Similar to how the NRC could develop regulations only within the bounds established by its enabling laws and other applicable laws, plant owners developed Final Safety Analysis Reports and technical specifications within the bounds established by the NRC’s regulations. An exception allowed plant owners to ask for a waiver or exemption from an NRC regulation. If the NRC reviewed the justification accompanying the request and determined that safety margins were not unduly compromised, it allowed the departure.

Workers at each nuclear plant develop hundreds of procedures for the operation, testing, and maintenance of systems and equipment. The review and approval process for these procedures seeks to ensure that the activities will satisfy all applicable regulatory requirements.  In other words, there must be fidelity between procedures, NRC’s regulatory requirements, and governing laws. (There’s a direct link in that NRC’s regulations require that workers use formal procedures when operating, testing, and maintaining safety systems.)

There’s even a hierarchy in the procedures themselves. There are corporate-wide procedures governing activities undertaken at all nuclear plants owned by the company. There are site-wide procedures governing activities undertaken by all departments at a specific site. There are department-wide procedures governing activities undertaken by all workers within a single department. And there are group procedures governing activities undertaken by all workers within a group of a department. In theory, lower-tier procedures conform to and align with all upper-tier procedures, but there are exceptions to every rule.

As covered in NEAT #25, plant owners can modify their facilities and revise their procedures. Sometimes, they can do so without prior NRC review and approval. But if the proposed change reduces safety margin or alters the NRC’s basis for approving the existing safety margin, the owner must seek and obtain NRC’s approval before making the change.

Bottom Line

If it appears the hierarchy is crisp, clean and straight-forward, my apologies for misleading you. There are many requirements from many sources that make it a challenge to ensure compliance with all applicable ones.

An example was described in Fission Stories #83. Workers at the Salem Unit 2 reactor in New Jersey discovered that a charcoal filter in a ventilation system had not been tested as required by the technical specifications. The requirement was to test the filter after 750 hours of ventilation system operation. But the system had been operated for 988 hours since the last test of the filter.

A licensing engineer drafted a report to notify the NRC about the testing failure. During the senior managers’ review of the draft report, a manager observed that 988 hours is after 750 hours and therefore the requirement had not been violated. The licensing engineer pointed out that the tests are normally performed before the ventilation system accumulated 750 hours of operating time, thus violating the “after” requirement. The manager justified this practice as being conservative to the requirement. The “right either way” contention was out-voted and the company reported the failure to properly test the charcoal filter to the NRC.

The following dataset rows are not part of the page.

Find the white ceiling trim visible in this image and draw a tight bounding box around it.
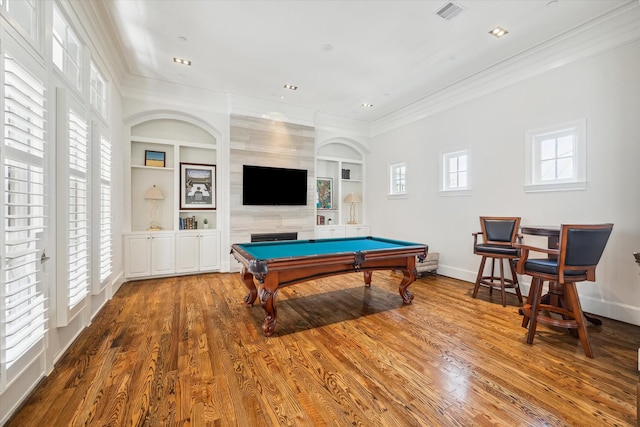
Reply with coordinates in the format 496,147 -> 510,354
371,1 -> 640,137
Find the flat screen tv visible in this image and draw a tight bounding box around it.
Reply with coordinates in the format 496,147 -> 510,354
242,165 -> 307,206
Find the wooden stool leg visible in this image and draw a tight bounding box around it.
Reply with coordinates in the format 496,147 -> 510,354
522,278 -> 536,328
472,256 -> 487,298
527,277 -> 542,344
500,258 -> 508,307
565,282 -> 593,358
489,258 -> 496,295
507,259 -> 522,304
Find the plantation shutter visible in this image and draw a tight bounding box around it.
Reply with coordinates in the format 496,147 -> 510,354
100,136 -> 112,283
0,54 -> 47,372
67,109 -> 90,310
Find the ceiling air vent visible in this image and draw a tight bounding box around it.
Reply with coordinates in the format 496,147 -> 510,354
436,2 -> 464,21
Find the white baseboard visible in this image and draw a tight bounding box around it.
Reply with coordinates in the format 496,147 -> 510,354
438,264 -> 640,326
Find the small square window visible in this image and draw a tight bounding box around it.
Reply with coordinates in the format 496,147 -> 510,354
525,120 -> 586,191
389,163 -> 407,195
440,149 -> 471,192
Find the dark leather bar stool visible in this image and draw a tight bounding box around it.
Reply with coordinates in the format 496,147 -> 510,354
473,216 -> 522,307
516,224 -> 613,357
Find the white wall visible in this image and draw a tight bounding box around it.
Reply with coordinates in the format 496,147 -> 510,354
366,41 -> 640,325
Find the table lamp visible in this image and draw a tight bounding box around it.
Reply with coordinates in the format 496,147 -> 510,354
342,193 -> 362,224
144,184 -> 164,231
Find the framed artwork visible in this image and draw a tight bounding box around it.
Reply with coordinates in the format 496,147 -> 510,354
180,163 -> 216,210
316,178 -> 333,209
144,150 -> 166,168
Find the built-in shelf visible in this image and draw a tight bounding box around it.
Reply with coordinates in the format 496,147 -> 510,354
316,143 -> 364,227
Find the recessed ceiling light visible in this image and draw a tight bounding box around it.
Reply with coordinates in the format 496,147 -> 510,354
173,57 -> 191,65
489,27 -> 509,39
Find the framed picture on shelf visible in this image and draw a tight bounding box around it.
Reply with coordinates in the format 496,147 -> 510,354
180,163 -> 216,210
144,150 -> 166,168
316,178 -> 333,209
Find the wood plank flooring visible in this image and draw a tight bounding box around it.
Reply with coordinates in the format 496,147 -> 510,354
7,272 -> 640,427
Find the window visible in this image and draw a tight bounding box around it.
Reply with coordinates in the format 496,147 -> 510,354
0,0 -> 38,41
53,5 -> 82,90
389,163 -> 407,195
99,136 -> 112,284
56,88 -> 92,326
0,54 -> 47,384
89,61 -> 107,118
525,120 -> 586,191
442,150 -> 469,191
67,109 -> 89,309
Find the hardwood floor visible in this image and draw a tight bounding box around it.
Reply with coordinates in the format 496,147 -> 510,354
7,272 -> 640,427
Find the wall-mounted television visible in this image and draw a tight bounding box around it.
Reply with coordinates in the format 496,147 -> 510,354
242,165 -> 307,206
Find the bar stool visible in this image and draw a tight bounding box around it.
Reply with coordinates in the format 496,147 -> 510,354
515,224 -> 613,357
473,216 -> 522,307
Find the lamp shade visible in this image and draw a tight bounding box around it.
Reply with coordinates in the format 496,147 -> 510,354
342,193 -> 362,203
144,184 -> 164,200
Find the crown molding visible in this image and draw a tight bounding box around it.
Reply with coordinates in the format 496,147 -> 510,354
67,0 -> 129,88
371,1 -> 640,136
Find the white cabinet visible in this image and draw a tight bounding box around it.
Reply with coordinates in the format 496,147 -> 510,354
176,231 -> 220,273
124,232 -> 176,279
316,225 -> 347,239
316,224 -> 371,239
345,225 -> 371,237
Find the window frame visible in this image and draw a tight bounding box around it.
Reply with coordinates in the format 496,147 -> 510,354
89,59 -> 109,120
440,147 -> 472,196
0,46 -> 51,394
524,119 -> 587,192
51,2 -> 85,93
387,162 -> 407,198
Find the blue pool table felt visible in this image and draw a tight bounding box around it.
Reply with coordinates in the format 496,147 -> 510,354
239,237 -> 418,260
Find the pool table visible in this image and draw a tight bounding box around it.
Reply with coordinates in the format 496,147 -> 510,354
231,237 -> 428,336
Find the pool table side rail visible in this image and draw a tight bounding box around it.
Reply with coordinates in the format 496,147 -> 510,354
232,245 -> 428,287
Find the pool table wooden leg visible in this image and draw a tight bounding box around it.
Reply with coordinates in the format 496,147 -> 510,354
362,271 -> 373,288
398,268 -> 416,304
240,267 -> 258,305
260,273 -> 278,337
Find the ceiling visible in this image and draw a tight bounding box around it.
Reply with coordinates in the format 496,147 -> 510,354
92,0 -> 630,122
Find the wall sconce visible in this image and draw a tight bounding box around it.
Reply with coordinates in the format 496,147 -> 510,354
342,193 -> 362,224
144,184 -> 164,231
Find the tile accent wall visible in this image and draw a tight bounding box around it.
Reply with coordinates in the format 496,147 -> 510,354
229,115 -> 315,270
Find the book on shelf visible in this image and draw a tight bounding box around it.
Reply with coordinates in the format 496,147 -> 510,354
180,216 -> 198,230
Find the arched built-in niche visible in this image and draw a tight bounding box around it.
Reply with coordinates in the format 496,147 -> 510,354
316,138 -> 366,227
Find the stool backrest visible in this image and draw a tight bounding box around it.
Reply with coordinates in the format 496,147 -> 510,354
560,224 -> 613,267
558,224 -> 613,283
480,216 -> 520,246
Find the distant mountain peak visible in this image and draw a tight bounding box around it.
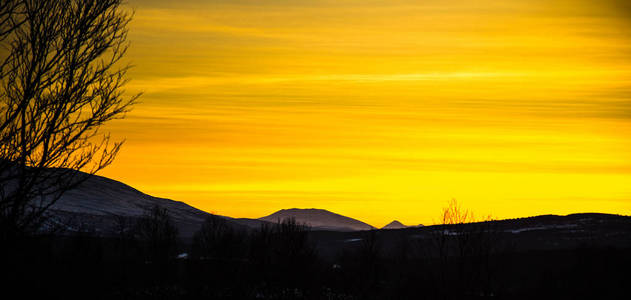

The challenge facing plant workers and NRC inspectors is in verifying that a lower-level procedure is aligned with the appropriate hierarchy and does not conflict with other applicable requirements.

For example, it is not sufficient for workers and inspectors to verify that an activity was conducted exactly how described within an approved procedure if that procedure violates a regulatory requirement.

This does not mean that each worker has to trace every step in a procedure all the way up through the hierarchy to the Atomic Energy Act. But it does mean that the collective efforts of reviewing procedures during their revision and periodically auditing activities should result in all applicable requirements being met.

The UCS Nuclear Energy Activist Toolkit (NEAT) is a series of post intended to help citizens understand nuclear technology and the Nuclear Regulatory Commission’s processes for overseeing nuclear plant safety.